The second variable to enter the model is X1 with a $f_{in}$ of 4.6 with a partial correlation coefficient of 0.46:
```{r}
r_yx3_x1 = sqrt(1 - 425/540)
r_yx3_x2 = sqrt(1 - 510/540)
f_x3x1 = (r_yx3_x1^2)*(20 - (2 + 1))/(1 - (r_yx3_x1)^2)
```
## e.
The first varible x3 cannot be removed because it's $f_{out}$ = 11.8 > 4.
```{r}
r_yx1_x3 = sqrt((720 -425) / 720)
f_x1x3 = (r_yx1_x3^2)*(20 - (2 + 1))/(1 - (r_yx1_x3)^2)
```
## f.
The third variable x2, cannot be entered into the model because it's $f_{out}$ = 1 $!>$ 4.
```{r}
r_yx3_x1_x2 = sqrt((425 - 400)/425)
f_x3x1x2 = (r_yx3_x1_x2^2)*(20 - (3 + 1))/(1 - (r_yx3_x1_x2)^2)
```
# 5.6
```{r}
c <- read.csv("C:/Users/Jeff/Downloads/carprices.csv")
c$Buick <- ifelse(c$Make == "Buick",1,0)
c$Cadillac <- ifelse(c$Make == "Cadillac",1,0)
c$Chevrolet <- ifelse(c$Make == "Chevrolet",1,0)
c$SAAB <- ifelse(c$Make == "SAAB",1,0)
c$Pontiac <- ifelse(c$Make == "Pontiac",1,0)
c$Saturn <- ifelse(c$Make == "Saturn",1,0)
c$Convertible <- ifelse(c$Type == "Convertible",1,0)
c$Coupe <- ifelse(c$Type == "Coupe",1,0)
c$Hatchback <- ifelse(c$Type == "Hatchback",1,0)
c$Sedan <- ifelse(c$Type == "Sedan",1,0)
c$Wagon <- ifelse(c$Type == "Wagon",1,0)
train_indices <- seq(1, nrow(c), by=2)
train <- c[train_indices, ]
test <- c[-train_indices, ]
model1 <- lm(I(log(c$Price)) ~ c$Mileage + c$Cylinder + c$Liter + c$Buick + c$Cadillac + c$Chevrolet + c$SAAB + c$Convertible + c$Coupe + c$Hatchback + c$Sedan, data = test)
summary(model1)
model2 <- lm(I(log(c$Price)) ~ c$Mileage + c$Liter + c$Cadillac + c$Chevrolet + c$Pontiac + c$SAAB + c$Saturn + c$Convertible + c$Wagon + c$Cylinder, data = test)
summary(model2)
SSE_1 <- sum(resid(model1)^2)
SSE_2 <- sum(resid(model2)^2)
SSE_1
SSE_2
```
The SSE is smaller for Model 1. All the variables are statistically significant at 5% for both models.
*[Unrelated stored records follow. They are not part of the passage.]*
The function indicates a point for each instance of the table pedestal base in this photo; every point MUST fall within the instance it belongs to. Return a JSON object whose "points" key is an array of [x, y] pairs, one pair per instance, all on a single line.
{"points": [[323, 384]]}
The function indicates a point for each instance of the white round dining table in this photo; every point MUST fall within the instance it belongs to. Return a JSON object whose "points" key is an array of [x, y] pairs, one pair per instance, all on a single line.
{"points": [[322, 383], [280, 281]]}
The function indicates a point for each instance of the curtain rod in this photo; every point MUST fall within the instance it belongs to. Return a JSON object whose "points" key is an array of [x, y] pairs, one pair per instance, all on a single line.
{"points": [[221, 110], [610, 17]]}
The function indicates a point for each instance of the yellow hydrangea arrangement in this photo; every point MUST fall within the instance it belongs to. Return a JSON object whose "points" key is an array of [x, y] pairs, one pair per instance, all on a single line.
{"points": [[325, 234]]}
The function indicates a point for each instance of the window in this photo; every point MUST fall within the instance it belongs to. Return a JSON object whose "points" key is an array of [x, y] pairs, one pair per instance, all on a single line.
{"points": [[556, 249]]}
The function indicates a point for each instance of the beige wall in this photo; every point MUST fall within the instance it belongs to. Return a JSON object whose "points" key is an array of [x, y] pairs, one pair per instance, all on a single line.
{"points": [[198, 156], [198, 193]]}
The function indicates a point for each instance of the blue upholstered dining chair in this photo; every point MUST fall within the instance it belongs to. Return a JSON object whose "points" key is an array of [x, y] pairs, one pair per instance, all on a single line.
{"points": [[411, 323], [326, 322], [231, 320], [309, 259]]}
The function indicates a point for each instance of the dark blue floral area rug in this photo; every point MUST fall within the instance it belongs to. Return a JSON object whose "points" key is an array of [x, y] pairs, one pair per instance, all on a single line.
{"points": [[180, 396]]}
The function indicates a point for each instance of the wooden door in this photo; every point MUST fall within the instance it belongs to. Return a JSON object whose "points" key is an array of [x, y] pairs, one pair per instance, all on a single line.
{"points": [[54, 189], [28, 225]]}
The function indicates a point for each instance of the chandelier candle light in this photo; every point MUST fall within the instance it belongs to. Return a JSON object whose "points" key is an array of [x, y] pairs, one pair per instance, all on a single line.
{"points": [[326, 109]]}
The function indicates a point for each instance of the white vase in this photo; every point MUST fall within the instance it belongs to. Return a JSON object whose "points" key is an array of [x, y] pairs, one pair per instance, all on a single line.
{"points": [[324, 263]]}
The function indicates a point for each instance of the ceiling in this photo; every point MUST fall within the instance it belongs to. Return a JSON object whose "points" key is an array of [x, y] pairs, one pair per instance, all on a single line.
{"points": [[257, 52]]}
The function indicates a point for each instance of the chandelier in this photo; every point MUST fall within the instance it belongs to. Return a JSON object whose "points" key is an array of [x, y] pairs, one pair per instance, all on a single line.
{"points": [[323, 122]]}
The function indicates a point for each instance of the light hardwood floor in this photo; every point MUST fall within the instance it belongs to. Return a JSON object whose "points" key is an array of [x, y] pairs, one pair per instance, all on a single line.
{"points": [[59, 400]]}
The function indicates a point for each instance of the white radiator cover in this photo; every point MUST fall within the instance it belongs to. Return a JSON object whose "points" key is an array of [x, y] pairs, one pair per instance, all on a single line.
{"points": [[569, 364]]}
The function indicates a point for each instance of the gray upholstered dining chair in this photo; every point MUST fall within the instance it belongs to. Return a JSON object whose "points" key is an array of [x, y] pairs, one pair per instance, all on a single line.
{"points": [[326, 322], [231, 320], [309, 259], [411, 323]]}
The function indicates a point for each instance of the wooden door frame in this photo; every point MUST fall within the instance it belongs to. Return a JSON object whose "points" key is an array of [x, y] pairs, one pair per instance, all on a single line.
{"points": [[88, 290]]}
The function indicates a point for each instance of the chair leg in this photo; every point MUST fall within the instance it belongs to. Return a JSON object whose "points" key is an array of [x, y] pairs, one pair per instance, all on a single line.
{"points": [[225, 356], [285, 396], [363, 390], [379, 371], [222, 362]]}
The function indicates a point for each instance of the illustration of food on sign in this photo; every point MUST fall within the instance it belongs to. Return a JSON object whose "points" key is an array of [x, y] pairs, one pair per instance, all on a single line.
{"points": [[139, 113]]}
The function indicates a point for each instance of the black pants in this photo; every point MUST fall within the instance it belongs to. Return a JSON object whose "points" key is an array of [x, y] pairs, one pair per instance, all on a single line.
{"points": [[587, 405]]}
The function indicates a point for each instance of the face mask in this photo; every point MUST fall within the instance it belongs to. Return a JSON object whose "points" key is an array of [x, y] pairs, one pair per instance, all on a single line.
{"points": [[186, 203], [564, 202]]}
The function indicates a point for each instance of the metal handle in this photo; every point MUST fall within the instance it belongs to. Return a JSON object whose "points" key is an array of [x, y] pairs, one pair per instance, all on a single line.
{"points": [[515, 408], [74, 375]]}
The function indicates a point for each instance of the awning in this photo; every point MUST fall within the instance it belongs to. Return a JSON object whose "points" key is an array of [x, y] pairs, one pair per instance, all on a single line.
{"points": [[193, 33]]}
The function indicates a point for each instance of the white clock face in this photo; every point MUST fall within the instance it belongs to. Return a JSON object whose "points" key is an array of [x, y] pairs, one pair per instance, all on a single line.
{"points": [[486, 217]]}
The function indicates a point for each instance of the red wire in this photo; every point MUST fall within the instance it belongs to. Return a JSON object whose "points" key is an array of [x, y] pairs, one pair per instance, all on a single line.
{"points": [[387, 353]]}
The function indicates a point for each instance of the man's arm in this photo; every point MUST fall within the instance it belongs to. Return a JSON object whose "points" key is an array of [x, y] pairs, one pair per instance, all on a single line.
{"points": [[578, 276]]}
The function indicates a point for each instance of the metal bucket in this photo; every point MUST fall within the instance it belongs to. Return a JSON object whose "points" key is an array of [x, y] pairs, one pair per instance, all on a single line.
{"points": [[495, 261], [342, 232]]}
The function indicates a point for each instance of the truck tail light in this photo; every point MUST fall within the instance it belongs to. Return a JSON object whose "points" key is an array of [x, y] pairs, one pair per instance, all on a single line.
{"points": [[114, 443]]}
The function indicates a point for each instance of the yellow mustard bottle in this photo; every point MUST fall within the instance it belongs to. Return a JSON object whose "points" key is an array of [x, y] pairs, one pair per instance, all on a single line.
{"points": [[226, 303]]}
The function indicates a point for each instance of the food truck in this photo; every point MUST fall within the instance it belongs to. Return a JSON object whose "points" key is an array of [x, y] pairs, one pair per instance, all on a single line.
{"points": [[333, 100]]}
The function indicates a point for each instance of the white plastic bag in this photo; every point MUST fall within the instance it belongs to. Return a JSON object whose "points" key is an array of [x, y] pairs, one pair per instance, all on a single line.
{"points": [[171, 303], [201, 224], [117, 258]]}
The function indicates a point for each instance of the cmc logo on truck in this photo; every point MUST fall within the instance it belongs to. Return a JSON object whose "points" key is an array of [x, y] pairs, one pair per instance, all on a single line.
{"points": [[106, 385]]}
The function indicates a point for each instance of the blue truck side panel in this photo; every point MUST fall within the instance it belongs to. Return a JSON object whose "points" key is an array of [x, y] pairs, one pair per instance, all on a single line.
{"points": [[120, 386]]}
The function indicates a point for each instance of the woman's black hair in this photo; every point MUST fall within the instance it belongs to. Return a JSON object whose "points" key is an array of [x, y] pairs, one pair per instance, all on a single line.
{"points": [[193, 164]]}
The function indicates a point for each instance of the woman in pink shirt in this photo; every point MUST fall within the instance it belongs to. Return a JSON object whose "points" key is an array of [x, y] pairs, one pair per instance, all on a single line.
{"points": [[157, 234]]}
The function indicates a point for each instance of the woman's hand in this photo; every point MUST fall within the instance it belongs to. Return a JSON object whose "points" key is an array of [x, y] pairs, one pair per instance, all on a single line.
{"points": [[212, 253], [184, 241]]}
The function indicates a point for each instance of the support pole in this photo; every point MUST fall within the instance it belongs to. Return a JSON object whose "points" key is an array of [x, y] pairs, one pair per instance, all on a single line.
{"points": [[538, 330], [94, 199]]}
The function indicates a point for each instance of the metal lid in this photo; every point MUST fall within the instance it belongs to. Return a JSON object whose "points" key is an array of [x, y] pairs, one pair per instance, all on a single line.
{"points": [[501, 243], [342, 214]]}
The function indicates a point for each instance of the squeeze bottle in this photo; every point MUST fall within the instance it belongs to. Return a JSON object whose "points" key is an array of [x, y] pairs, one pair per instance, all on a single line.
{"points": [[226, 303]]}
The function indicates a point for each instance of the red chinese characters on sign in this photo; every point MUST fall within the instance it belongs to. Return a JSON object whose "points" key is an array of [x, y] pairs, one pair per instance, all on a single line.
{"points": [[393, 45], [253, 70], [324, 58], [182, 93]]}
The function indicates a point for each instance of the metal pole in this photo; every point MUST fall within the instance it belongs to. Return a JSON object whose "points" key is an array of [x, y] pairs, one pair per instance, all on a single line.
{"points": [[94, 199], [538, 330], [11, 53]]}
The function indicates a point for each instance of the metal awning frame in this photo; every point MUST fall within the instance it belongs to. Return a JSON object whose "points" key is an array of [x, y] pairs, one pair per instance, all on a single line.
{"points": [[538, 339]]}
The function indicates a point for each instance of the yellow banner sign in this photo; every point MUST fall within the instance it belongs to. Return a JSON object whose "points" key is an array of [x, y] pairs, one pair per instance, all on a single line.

Since this is the case, both models are highly predicitive. If I had to select a model, I would probably choose Model 1 because the variables included are mostly likely to be available in the future. Model 2 includes Pontiac, SAAB, Saturn, convertible, and wagon, all of which are dead car companies and models not commonly made. Model 1 includes SAAB unfortunalety, but it also includes the now popular hatchback type of vehicle.